July 19, 2013

Major League Baseball: So many tales heading down the stretch

Baseball is ready to begin its second half with close division races and huge individual exploits.

By HOWIE RUMBERG The Associated Press

Much of the focus as baseball heads into the second half is on the possible suspensions of Alex Rodriguez, Ryan Braun and a handful of All-Stars implicated in the Biogenesis performance- enhancing drug scandal.

Puigmania, a Pirates revival and an impressive power show in Baltimore may shift the gaze back to the field, where there will be a lot to watch going down the regular-season stretch.

Fans who celebrated Mariano Rivera at every stop of a farewell tour should get to watch returning stars Derek Jeter, Chris Carpenter, A-Rod and even Manny Ramirez after a first half dominated by 20-somethings.

The American League won the All-Star game Tuesday night, getting home-field advantage in the World Series back after three years of NL dominance. Now the race is on to get there, and some underachieving preseason favorites are looking to make their moves.

Every playoff spot is legitimately up for grabs, with no team leading a division by more than six games. And the NL East, where Atlanta is up six on Washington, is the only place where the division leader is ahead by three games or more.

What to look for in the second half that begins Friday:

CLOCK IS TICKING

The Washington Nationals need a healthy Bryce Harper to help them chase down Atlanta.

The big-spending Dodgers are surging, 17-5 since June 22, thanks to the youthful exuberance of Yasiel Puig, with a smile to match that of the owner, Magic Johnson.

The Blue Jays made the biggest offseason moves but NL Cy Young Award winner R.A. Dickey's knuckleball has been mostly off-target and Toronto finds itself in last place in the AL East. But don't count anyone out in what's widely considered the toughest division in the majors.

Pedro Alvarez and the Pittsburgh Pirates appear poised to put 20 years of misery behind, after two years of teasing fans by being in the hunt heading into the break only to fade down.
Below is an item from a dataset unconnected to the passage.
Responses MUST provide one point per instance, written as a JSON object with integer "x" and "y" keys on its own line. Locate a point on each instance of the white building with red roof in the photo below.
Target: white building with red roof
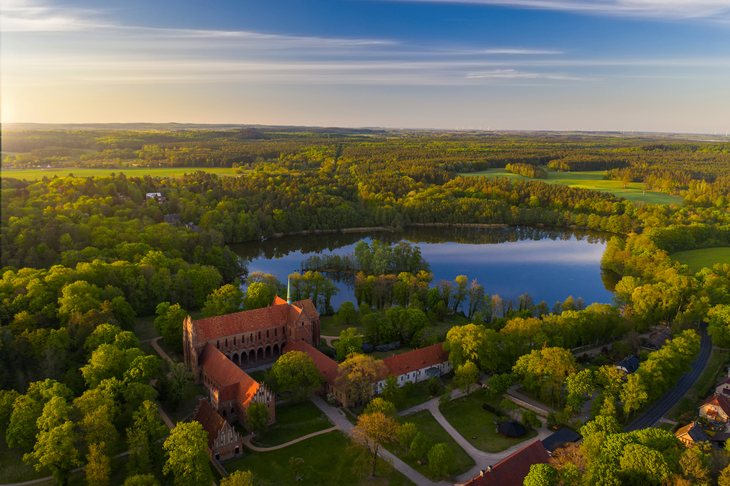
{"x": 416, "y": 366}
With the Houston Astros now in the AL, the NL Central is one of the most competitive divisions.

Reds Manager Dusty Baker knew it would be a stiffer challenge this year.

"I figured it would be close, closer, because none of us have the Astros in our division that we were counting on -- not to malign them -- but they were in our division last year and every team kind of counted on beating them," he said. "Now you've got to beat each other."

So far it's only been California dreamin' for Josh Hamilton in his first year in Los Angeles, even with Houston in the division. He'll have to improve on his .224 average and .413 slugging percentage for the Angels to have a shot to overtake Yoenis Cespedes and the pesky Oakland A's. Albert Pujols' ballclub is 11 games back in the AL West and nine games behind for the wild card.

HOMER CRUSH

Baltimore's big bopper Chris Davis is off on a race of his own. With 37 homers before the break, tying Reggie Jackson (1969) for best ever in the AL, talk of the single-season home run record is bubbling again.

But Davis doesn't have his sights set on Barry Bonds' 73 homers; he wants to top Roger Maris' 61, the number he thinks is a legitimate, untainted mark.

"After everything came out, I assumed 61 was the record," Davis said. "I think it's what a lot of fans would agree on."

Davis, whose previous career high for homers was last year's 33, needs 25 homers in 66 games to reach 62. Of course, most of the rest of baseball goes with Bonds' number, including Davis' teammate, Adam Jones.